Monday, April 11, 2011

8 types of dreams - and how to use them for inspiration with N-of-8

I’ve often found innovative insights through “forced connection.” When I give concentrated attention to seemingly random information or visuals, I allow my brain to process it and find a new relationship or meaning. This leads to original ideas or original ways to implement them.

So for my upcoming book, I have been collecting a variety of “top 8” lists to use for inspiration for N-of-8 exercises. They contain seeds and sources of ideas that can applied to an array of challenges.

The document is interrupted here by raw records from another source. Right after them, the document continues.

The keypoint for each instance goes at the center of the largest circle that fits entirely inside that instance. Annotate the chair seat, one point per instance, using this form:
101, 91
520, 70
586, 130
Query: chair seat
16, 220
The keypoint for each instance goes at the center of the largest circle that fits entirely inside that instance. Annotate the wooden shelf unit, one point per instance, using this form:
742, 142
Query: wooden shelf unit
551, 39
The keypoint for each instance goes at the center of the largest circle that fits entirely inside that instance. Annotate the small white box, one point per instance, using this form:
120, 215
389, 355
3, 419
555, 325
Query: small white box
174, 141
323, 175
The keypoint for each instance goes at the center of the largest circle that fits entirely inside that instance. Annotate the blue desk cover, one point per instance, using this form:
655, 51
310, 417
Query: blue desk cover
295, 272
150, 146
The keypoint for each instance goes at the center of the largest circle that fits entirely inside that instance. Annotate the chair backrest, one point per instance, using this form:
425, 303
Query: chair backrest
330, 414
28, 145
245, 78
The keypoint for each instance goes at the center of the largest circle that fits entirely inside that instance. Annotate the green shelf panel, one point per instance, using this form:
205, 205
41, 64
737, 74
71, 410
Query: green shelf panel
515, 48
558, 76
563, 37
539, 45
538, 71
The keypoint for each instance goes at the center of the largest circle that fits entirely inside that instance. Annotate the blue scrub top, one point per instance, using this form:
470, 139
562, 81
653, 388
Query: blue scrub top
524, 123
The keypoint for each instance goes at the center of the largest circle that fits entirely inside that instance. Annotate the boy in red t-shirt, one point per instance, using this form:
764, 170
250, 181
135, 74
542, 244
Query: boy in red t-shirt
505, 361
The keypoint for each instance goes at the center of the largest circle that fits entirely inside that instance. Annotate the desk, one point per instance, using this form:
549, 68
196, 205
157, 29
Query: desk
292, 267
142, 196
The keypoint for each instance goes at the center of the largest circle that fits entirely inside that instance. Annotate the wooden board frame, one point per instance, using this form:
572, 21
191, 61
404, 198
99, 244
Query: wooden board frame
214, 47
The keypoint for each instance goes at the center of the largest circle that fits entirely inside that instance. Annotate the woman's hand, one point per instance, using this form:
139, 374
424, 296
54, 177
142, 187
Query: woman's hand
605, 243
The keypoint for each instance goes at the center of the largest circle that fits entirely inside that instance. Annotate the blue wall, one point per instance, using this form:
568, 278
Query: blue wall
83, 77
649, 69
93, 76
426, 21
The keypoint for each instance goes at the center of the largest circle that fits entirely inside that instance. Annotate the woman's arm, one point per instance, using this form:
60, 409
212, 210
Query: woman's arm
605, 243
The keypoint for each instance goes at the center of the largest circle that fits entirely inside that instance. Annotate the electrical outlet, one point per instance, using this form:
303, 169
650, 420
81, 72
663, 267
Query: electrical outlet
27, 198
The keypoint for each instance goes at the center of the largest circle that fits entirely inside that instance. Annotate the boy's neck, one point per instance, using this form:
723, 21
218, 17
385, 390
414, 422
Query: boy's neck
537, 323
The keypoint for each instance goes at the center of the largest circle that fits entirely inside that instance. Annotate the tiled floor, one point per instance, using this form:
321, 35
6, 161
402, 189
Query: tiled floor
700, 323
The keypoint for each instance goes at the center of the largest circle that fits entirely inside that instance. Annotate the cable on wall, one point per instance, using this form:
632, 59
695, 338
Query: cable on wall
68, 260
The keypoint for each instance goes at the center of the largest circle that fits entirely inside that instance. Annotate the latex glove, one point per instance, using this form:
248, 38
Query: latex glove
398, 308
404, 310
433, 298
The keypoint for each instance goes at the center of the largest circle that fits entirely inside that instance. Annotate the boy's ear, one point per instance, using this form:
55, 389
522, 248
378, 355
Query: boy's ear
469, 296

Here is a list of 8 types of dreams:
  1. Richness dreams - Dreamer will get some prize or winnings. It can be in different forms, from people becoming magnates or winning some lottery. In some cases, it’s about glory not riches.
  2. Despair dreams - Dreamer has a problem to achieve very familiar goals. For example, packing his luggage, finding the car where he parked, catching a train or plane. In other situations, dreamer needs money, but he doesn’t know how to get it. 
  3. Traveling dreams - These can be concrete about the travel to some place. Or it might be abstract, flying in the wind or space. These dreams are about freedom, need, or something to own.
  4. Downfall dreams - Dreamer is falling down from the skycraper, bridge, airplane. Dream experience is about downfall sense. People are awakened as soon as they fall down. This dream is about situations in which the dreamer is afraid.
  5. Pursuit dreams - People, animals, or the natural elements (flood or avalanche) hunt the dreamer. It’s symbol of hidden scare.
  6. Hanging in the snare dreams - Dreamer is stranded in cellar, cave, or prison and can’t go out. In some similar dreams, the dreamer is in danger of explosion or crashing into something. These dreams are symbols of hidden fears.
  7. Nude dreams - These dreams present some frustration or the feeling of being undervalued.
  8. Violence dreams - In some cases, the dreamer attacks someone. This dream is about trying to restrain one’s anger.
Consider collecting your own lists, quotes, and articles. From books, magazines, biographies, the Bible (or other religious texts), newspapers, trade journals, best-selling songs, and many more sources. And if you have a favorite list, I hope you’ll share it with me.